Epoch AI confirms that Claude is ahead in software engineering and behind ChatGPT in math. But that’s from before Claude Opus 4.8, which has closed much of the gap.
Also from Epoch AI is this graph showing Anthropic’s revenue shooting past OpenAI:
Plotting it logarithmically is even more impressive (minus the dramatic hockey stick shape), showing Anthropic’s revenue growing like clockwork at over 10x per year for 2.5 years now. Obviously that really does have to hit a wall soon. Unless we reach AGI first, I suppose. The speed at which Anthropic has turned into an almost-trillion-dollar company is jaw-dropping.
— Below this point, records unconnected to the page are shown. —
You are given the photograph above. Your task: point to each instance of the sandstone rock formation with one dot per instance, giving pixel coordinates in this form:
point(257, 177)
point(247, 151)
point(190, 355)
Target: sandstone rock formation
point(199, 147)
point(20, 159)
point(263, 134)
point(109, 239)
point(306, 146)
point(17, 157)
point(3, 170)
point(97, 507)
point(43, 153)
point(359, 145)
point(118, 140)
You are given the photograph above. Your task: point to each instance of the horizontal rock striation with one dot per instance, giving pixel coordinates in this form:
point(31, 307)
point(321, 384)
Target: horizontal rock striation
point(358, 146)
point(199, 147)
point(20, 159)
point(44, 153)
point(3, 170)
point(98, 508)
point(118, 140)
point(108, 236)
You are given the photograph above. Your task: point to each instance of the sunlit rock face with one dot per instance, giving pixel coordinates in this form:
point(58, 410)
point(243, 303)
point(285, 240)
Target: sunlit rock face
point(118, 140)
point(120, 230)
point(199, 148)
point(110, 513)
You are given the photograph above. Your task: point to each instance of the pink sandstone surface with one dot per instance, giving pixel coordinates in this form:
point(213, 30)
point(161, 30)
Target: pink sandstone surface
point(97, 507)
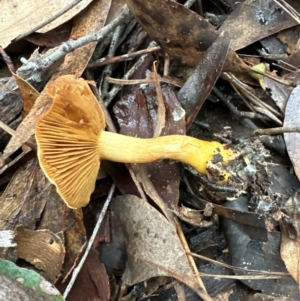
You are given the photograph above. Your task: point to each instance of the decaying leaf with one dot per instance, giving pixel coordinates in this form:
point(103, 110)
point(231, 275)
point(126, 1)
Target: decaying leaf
point(19, 17)
point(43, 249)
point(89, 20)
point(136, 115)
point(153, 248)
point(291, 120)
point(26, 128)
point(200, 83)
point(254, 20)
point(24, 198)
point(28, 93)
point(26, 285)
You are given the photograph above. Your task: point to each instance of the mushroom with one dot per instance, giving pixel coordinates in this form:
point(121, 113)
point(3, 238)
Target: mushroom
point(72, 140)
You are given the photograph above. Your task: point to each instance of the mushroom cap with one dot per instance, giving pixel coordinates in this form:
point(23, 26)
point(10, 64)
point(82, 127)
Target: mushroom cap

I’ve mentioned before the trick of telling your chatbot that you and it are medical doctors discussing a patient’s case (rather than admitting you’re the patient) when you want it to give you medical advice. This is wildly helpful, and your doctor themself is certainly consulting AI. This sounds bad given that AI still lies and hallucinates, but when prompted carefully I’m not sure they do this much more than human doctors. AI certainly seems more creative and thorough than human doctors. Anyway, I tried this recently for a skin thing, uploading a picture and asking all three of Claude, ChatGPT, and Gemini (might as well get a second and third opinion). It worked like a charm with ChatGPT and Gemini, but Claude didn’t fall for it. It was like, “Hey, wait a minute there, I’m not a dermatologist”. Such self-awareness. But then it gave the correct answer anyway.